Reviews

Victory (Bath)

Editorial Staff

Editorial Staff

| London's West End |

15 August 2007

Just as the death of Communism deprived left wing British dramatists of their major subject — socialist justice in a right wing democracy – so the end of apartheid in South Africa has surely done for Athol Fugard.

Or has it? Fugard suggests not, in this short, sharp three-hander receiving its UK premiere as part of the Peter Hall Company’s summer residency in Bath. Victory is a bitter postscript to Nelson Mandela’s statement in 1994 that his country was “a rainbow nation at peace with itself.”

Not that the “new” South Africa has, on this evidence, significantly re-charged Fugard’s dramatic batteries; now 75 years old, and a recovering alcoholic, he leads a comfortable, untroubled life in San Diego, California, these days.

“Victory” is the ironic full name of Vicky, black daughter of old white Lionel’s (Richard Johnson) former housemaid, who worked happily for the academic, bookish “white boss” for seventeen years in the “good old days” of apartheid.

Cordelia Monsey’s taut production starts with Vicky (Pippa Bennett-Warner, who gave such a brilliant performance as the main daughter in Caroline or Change at the NT last year) and her hot-headed boyfriend Freddie (Reece Ritchie) breaking into Lionel’s house in a village on the Karoo Desert.

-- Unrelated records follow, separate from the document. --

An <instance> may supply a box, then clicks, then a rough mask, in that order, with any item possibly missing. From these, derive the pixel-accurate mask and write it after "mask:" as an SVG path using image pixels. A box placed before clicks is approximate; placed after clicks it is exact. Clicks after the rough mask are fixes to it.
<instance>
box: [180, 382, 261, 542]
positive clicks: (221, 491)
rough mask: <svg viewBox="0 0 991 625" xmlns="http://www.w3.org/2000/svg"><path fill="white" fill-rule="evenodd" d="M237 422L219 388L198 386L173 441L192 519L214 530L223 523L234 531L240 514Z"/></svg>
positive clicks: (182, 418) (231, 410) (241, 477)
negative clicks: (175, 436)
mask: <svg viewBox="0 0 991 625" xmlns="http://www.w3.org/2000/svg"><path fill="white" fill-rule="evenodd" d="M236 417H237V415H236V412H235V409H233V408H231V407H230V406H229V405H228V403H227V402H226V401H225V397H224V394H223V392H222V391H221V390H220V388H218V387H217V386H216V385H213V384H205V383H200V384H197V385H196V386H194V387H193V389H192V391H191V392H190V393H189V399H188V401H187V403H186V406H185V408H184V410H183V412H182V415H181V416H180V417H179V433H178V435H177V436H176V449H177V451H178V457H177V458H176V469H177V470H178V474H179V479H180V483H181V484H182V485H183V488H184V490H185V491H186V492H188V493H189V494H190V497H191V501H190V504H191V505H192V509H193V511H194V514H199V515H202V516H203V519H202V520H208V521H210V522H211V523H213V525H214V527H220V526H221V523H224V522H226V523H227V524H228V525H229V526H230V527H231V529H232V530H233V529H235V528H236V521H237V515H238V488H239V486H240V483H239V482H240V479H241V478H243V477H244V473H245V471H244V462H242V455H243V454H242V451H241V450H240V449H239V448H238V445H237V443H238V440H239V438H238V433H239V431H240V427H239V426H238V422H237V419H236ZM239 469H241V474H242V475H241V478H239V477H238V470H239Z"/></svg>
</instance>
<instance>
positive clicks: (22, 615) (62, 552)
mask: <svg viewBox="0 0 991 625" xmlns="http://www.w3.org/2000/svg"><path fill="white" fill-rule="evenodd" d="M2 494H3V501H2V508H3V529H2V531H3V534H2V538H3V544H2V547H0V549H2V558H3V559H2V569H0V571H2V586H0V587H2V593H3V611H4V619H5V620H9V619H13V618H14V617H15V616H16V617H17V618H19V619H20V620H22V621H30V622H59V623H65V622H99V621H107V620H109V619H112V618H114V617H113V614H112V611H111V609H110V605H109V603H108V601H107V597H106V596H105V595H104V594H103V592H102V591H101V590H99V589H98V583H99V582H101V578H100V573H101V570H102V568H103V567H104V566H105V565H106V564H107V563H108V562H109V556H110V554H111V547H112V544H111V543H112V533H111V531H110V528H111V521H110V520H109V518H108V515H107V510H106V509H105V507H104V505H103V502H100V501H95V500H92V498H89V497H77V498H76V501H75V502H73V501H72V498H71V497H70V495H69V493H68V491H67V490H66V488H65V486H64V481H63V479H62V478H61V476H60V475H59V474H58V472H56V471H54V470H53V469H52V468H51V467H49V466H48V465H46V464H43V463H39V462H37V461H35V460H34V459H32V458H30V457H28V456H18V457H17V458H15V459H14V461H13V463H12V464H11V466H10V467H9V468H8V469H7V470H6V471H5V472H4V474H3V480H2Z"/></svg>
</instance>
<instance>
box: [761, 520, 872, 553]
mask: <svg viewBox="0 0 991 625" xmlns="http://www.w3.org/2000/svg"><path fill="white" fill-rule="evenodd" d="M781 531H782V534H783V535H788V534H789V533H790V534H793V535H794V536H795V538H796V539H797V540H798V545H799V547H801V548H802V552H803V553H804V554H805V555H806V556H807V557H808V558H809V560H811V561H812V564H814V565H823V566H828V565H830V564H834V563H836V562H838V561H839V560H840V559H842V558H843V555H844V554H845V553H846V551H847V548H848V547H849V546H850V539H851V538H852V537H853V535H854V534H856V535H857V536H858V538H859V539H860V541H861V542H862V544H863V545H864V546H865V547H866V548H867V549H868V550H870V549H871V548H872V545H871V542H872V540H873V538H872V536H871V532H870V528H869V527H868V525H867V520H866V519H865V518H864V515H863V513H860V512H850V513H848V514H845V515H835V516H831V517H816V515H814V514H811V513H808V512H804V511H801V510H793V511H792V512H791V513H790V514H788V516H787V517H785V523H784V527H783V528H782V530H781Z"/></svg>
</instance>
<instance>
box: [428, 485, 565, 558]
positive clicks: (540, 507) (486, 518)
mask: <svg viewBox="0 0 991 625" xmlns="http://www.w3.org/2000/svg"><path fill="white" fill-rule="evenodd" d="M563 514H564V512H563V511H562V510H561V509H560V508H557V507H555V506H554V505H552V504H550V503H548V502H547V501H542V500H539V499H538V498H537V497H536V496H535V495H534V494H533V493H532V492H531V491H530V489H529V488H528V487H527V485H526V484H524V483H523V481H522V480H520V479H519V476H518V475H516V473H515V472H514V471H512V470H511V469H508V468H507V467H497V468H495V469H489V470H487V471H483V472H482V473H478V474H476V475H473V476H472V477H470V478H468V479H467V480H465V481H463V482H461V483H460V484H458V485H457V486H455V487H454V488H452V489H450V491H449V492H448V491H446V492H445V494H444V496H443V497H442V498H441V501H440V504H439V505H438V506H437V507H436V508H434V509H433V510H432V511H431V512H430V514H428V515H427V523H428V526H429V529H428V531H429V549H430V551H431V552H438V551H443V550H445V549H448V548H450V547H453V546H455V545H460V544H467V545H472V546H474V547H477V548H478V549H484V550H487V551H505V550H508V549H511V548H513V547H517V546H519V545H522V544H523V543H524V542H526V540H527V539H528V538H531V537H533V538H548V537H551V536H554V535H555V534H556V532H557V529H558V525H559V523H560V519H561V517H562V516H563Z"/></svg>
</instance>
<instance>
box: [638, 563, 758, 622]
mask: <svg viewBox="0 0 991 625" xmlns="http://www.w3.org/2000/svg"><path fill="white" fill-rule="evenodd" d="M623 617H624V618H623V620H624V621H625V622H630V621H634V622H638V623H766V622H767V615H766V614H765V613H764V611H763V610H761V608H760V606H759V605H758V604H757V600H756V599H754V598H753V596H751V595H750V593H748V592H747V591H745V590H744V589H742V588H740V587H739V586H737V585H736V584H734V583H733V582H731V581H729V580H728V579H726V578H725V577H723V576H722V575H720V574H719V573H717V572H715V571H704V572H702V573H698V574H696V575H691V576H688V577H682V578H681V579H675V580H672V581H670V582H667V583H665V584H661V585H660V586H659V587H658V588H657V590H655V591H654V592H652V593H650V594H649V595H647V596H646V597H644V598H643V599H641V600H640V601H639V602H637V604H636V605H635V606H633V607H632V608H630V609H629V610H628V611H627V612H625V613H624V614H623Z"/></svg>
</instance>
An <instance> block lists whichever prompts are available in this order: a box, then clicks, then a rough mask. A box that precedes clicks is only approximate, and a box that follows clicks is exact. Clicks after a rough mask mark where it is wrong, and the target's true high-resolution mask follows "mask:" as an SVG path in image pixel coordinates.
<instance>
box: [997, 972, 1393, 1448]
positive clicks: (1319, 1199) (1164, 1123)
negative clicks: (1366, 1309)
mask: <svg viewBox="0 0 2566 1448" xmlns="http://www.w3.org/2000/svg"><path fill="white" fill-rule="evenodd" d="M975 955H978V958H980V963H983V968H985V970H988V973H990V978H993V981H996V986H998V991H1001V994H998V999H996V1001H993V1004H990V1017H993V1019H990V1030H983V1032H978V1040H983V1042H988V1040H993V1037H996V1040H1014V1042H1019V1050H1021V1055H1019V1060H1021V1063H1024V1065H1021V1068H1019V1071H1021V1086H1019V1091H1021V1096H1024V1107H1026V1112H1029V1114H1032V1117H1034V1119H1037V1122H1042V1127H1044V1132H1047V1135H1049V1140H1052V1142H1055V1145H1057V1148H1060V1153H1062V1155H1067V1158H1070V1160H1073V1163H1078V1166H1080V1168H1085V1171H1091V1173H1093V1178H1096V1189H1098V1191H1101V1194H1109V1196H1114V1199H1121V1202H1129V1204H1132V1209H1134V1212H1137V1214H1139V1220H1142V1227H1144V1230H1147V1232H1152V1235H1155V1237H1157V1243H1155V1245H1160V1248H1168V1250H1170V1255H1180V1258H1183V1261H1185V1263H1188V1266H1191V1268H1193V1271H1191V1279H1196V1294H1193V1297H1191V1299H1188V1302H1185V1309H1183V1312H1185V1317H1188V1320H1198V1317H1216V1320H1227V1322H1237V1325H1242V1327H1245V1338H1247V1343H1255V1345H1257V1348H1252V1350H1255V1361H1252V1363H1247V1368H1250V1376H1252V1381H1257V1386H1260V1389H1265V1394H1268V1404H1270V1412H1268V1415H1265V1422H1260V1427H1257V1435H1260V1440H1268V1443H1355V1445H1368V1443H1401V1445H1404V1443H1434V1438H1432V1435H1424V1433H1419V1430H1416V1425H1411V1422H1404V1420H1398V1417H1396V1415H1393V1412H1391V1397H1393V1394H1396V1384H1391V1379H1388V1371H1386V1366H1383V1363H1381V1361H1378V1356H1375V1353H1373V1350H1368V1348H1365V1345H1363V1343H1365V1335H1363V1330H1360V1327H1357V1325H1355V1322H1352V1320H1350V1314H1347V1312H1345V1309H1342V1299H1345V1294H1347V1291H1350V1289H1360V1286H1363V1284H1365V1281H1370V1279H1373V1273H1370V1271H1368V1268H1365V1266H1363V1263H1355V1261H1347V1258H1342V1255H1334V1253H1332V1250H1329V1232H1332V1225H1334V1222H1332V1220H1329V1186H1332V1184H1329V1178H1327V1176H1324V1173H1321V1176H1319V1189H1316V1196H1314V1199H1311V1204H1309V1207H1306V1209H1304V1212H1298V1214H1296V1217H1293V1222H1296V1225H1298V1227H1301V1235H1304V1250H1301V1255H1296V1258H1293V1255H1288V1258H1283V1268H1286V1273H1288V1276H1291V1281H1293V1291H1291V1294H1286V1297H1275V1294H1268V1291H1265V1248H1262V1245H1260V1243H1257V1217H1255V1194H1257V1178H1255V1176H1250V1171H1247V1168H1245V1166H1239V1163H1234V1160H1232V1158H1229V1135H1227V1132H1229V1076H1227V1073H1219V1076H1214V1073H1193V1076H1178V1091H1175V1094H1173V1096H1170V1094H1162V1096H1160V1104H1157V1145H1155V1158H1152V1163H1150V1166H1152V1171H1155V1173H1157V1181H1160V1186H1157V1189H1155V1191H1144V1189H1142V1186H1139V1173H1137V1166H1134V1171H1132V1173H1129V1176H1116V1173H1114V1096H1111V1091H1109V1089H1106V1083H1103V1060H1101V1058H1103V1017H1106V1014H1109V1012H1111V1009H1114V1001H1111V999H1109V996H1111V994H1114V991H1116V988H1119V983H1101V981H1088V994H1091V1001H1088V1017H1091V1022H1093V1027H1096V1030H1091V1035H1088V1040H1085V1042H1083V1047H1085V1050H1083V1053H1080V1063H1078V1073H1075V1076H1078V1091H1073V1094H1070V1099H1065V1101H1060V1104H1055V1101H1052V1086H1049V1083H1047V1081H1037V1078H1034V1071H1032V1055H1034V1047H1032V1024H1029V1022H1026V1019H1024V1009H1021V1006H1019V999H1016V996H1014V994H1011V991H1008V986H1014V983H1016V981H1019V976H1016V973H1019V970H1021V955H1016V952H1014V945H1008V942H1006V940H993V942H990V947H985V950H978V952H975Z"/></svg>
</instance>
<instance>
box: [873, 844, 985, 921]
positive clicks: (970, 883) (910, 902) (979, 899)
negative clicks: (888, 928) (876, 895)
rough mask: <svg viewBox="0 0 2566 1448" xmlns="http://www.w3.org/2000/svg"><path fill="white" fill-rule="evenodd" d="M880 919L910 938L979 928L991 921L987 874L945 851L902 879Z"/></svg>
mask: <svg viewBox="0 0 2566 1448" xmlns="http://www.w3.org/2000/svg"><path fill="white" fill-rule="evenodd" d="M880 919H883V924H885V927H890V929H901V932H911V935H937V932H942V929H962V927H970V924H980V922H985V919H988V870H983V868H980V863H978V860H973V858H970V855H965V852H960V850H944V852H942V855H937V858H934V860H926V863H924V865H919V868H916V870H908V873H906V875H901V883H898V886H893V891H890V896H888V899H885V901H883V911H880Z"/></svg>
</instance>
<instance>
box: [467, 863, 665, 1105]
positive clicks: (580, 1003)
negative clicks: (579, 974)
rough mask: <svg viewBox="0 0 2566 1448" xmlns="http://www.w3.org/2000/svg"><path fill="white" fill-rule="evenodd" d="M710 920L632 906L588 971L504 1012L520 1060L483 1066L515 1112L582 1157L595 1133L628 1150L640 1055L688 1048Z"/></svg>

Freddie wants to take Vicky to Cape Town. But first he wants to find Lionel’s money. Then he wants to urinate all over his books. Depressingly, he does so. Vicky, who has been encouraged in her progress at school by Lionel, goes along with this obscene little exercise in “catch up” revenge – until it is too late to stem the flow or deflect the upshot.

Bennett-Warner beautifully expresses Vicky’s cultural dilemma; the offspring of a slave with a fine singing voice and a future she cannot quite appreciate, while Ritchie’s Freddie remains locked in the old antipathies.

The apparently ageless Richard Johnson oversees the catastrophe with benign, big-stage cragginess, but this is essentially a very small play and one better suited, perhaps, to a lunchtime programme in a fringe venue. Or on a double bill. What happened to programming?

Paul Farnsworth’s design roughs up well with collapsing book shelves when the going gets tough, and Jason Taylor’s lighting does a good job of taking us into the heart of the matter after the early night-time skirmishes.

A few ends are left untied. Lionel has been a teacher of white boys but seems to know a bit about Freddie. What, exactly? And the unseen figure of Vicky’s mother hovers tantalisingly behind this sad ritual of domestic and political desecration. Come on, Athol, how about a good ghost role?